MHB Im back with change subject of formula

[fordy2707]

so I've been taught basic rearranging of formula which I've found easy now I am given questions which are obviously a lot harder and I've entered the mind black hole if you could point me in the right direction with this where I go wrong

make L the subject

$f=\frac{1}{2\pi}$ $\sqrt{\frac{1}{LC}}$

=${f}^{2}=\frac{1}{{2\pi}^{2}}\frac{1}{LC}$

=${f}^{2}=\frac{1}{{2\pi}^{2}LC}$

above I may have already gone wrong but in my head its ok,but here on I am quite unsure if I am allowed to move the formula as I have

=${2\pi}^{2}C{f}^{2}=\frac{1}{L}$ ?? is that correct ?

then I am at a total loss as what to do with that fraction left over in my guess I am wanting make a new fraction and throw the 1 under the rest to make

L=$\frac{{2\pi}^{2}C{F}^{2}}{1}$ but this is just guess territory now as I've not been shown this type of question

 

[kaliprasad]

so I've been taught basic rearranging of formula which I've found easy now I am given questions which are obviously a lot harder and I've entered the mind black hole if you could point me in the right direction with this where I go wrong

make L the subject

$f=\frac{1}{2\pi}$ $\sqrt{\frac{1}{LC}}$

=${f}^{2}=\frac{1}{{2\pi}^{2}}\frac{1}{LC}$

=${f}^{2}=\frac{1}{{2\pi}^{2}LC}$

above I may have already gone wrong but in my head its ok,but here on I am quite unsure if I am allowed to move the formula as I have

=${2\pi}^{2}C{f}^{2}=\frac{1}{L}$ ?? is that correct ?
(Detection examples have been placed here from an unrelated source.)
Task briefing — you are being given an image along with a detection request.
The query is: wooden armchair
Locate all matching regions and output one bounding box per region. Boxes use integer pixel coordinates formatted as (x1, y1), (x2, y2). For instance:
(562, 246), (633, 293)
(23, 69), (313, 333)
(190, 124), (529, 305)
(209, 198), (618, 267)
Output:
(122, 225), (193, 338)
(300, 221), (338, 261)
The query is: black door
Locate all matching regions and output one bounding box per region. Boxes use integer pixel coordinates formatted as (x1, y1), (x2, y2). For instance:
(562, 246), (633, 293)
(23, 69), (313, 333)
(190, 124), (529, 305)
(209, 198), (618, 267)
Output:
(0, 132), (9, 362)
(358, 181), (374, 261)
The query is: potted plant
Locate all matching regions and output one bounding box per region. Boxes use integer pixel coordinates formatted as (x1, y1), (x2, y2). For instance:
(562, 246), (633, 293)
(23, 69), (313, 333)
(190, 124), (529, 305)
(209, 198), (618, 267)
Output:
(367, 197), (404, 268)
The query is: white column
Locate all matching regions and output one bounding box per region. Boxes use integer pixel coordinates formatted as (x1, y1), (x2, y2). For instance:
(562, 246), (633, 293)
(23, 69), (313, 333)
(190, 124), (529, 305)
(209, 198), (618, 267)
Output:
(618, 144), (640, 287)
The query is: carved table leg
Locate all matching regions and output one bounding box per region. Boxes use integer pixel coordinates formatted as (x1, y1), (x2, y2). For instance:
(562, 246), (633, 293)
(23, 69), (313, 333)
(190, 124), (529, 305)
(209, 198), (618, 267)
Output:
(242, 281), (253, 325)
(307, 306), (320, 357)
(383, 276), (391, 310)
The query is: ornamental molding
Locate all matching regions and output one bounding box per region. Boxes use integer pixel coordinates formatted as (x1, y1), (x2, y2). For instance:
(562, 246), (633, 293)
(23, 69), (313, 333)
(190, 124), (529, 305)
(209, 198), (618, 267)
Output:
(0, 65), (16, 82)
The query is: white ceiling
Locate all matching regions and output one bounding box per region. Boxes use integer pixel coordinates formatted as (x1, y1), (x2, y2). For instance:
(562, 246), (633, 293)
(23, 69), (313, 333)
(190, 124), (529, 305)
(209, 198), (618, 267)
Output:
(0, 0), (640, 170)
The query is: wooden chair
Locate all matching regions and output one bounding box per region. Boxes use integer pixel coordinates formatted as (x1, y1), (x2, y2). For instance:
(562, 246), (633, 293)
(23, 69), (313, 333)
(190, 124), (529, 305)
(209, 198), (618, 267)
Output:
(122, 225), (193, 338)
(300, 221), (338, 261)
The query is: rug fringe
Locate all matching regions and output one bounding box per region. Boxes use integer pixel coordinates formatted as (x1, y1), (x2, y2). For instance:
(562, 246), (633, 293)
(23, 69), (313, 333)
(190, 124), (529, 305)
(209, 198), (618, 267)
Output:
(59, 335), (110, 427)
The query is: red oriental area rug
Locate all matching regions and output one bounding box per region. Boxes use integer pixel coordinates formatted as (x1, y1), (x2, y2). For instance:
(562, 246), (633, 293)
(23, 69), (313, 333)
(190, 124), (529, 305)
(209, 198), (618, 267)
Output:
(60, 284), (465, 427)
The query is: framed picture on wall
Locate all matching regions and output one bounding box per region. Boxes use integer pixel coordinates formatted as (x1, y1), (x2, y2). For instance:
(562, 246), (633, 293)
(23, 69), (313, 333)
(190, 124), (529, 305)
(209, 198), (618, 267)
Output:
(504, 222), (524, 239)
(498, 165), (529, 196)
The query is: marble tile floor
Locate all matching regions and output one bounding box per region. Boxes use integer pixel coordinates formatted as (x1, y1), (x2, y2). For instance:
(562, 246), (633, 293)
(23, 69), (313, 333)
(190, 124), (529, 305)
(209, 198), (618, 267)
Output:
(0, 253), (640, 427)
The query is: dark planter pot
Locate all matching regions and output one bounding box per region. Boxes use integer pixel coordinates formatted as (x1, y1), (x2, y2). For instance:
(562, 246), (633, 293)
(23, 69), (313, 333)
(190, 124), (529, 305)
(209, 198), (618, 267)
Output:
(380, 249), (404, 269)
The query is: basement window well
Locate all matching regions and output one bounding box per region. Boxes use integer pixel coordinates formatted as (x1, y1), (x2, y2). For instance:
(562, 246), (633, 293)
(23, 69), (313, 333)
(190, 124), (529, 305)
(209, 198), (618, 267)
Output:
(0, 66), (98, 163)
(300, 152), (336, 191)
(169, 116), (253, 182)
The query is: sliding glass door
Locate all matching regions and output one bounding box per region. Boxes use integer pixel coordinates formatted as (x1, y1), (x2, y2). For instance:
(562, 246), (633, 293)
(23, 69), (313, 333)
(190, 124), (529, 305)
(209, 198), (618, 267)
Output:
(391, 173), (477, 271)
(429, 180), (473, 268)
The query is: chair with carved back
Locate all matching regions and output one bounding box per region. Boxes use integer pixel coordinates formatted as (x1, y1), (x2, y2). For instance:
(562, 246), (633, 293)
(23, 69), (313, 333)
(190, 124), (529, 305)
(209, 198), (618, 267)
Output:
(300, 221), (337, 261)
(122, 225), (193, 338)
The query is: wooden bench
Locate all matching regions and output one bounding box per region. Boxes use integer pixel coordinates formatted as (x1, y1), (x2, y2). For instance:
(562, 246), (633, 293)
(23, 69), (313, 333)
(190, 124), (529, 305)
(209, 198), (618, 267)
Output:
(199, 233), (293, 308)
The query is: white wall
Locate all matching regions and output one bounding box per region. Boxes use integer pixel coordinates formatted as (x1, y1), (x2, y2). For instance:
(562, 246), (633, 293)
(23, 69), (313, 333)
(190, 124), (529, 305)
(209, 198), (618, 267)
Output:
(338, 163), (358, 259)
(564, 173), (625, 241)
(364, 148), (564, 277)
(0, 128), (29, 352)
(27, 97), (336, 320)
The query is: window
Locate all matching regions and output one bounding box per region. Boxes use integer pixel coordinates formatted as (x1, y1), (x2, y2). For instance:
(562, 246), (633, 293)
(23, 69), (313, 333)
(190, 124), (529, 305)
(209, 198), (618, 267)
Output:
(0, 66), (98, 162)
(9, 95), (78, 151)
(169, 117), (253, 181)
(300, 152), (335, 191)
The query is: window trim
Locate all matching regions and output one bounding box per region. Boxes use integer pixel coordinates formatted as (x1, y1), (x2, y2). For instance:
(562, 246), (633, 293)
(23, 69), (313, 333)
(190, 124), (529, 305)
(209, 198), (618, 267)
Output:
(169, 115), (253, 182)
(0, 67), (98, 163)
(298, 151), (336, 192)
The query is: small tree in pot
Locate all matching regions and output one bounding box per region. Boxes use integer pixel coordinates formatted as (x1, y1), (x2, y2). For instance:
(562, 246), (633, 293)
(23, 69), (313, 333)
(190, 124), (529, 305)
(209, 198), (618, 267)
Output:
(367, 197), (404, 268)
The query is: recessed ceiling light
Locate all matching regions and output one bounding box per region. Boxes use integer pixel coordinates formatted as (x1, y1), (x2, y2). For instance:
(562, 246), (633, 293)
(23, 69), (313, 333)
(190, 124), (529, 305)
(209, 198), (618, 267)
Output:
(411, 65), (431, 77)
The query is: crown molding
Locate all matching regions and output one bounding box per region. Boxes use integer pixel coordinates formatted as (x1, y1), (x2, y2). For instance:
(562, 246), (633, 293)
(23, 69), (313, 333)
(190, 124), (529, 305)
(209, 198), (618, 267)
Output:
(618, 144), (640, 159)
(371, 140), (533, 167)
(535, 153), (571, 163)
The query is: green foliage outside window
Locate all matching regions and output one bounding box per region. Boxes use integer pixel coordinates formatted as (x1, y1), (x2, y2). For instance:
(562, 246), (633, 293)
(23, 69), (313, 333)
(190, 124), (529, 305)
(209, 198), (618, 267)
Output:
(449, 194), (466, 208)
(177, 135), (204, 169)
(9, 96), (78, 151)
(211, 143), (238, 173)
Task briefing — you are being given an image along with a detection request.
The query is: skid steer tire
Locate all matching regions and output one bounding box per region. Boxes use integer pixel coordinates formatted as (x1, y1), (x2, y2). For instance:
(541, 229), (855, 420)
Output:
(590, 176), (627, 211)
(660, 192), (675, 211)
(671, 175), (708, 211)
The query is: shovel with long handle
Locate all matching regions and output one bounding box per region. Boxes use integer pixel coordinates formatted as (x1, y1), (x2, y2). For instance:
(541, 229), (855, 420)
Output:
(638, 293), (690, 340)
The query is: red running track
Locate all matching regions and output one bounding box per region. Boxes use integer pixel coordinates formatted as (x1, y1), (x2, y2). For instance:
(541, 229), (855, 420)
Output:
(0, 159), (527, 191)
then I am at a total loss as what to do with that fraction left over in my guess I am wanting make a new fraction and throw the 1 under the rest to make

L=$\frac{{2\pi}^{2}C{F}^{2}}{1}$ but this is just guess territory now as I've not been shown this type of question

There are 2 mistakes ( one is because of latex)
There are
1) ${f}^{2}=\frac{1}{(2\pi)^{2}LC}$ you should put $2\pi$ in () and not in $\{\}$ because $2\pi$ should get squared
2) $L=\frac{1}{(2\pi)^{2}C{f}^{2}}$

 

[fordy2707]

I see, so i treated $2\pi$ as 1 value where its actually 2 different values to be multiplied together .

thanks for your help,im happy with how close I got.i will write your advice into my learning material and should be able to do a sum like that on my own next time

 

[I like Serena]

The "trick" is, when in doubt, to apply basic operations to the left and to the right of the equal sign.
That is, multiply left and right by the same expression:

$$f^2=\frac 1{(2\pi)^2LC} \\
\Rightarrow f^2 \cdot (2\pi)^2C =\frac 1{(2\pi)^2LC} \cdot (2\pi)^2C$$

After that we can simplify the fraction by canceling common factors:
$$\Rightarrow f^2 \cdot (2\pi)^2C =\frac 1{\cancel{(2\pi)^2}L\cancel C} \cdot \cancel{(2\pi)^2}\cancel C \\
\Rightarrow(2\pi)^2f^2C =\frac 1{L}$$

Now we take the inverse $\frac 1 x$ left and right, to get:
$$\Rightarrow \frac{1}{(2\pi)^2f^2C} = L \\
\Rightarrow L = \frac{1}{(2\pi)^2f^2C}
$$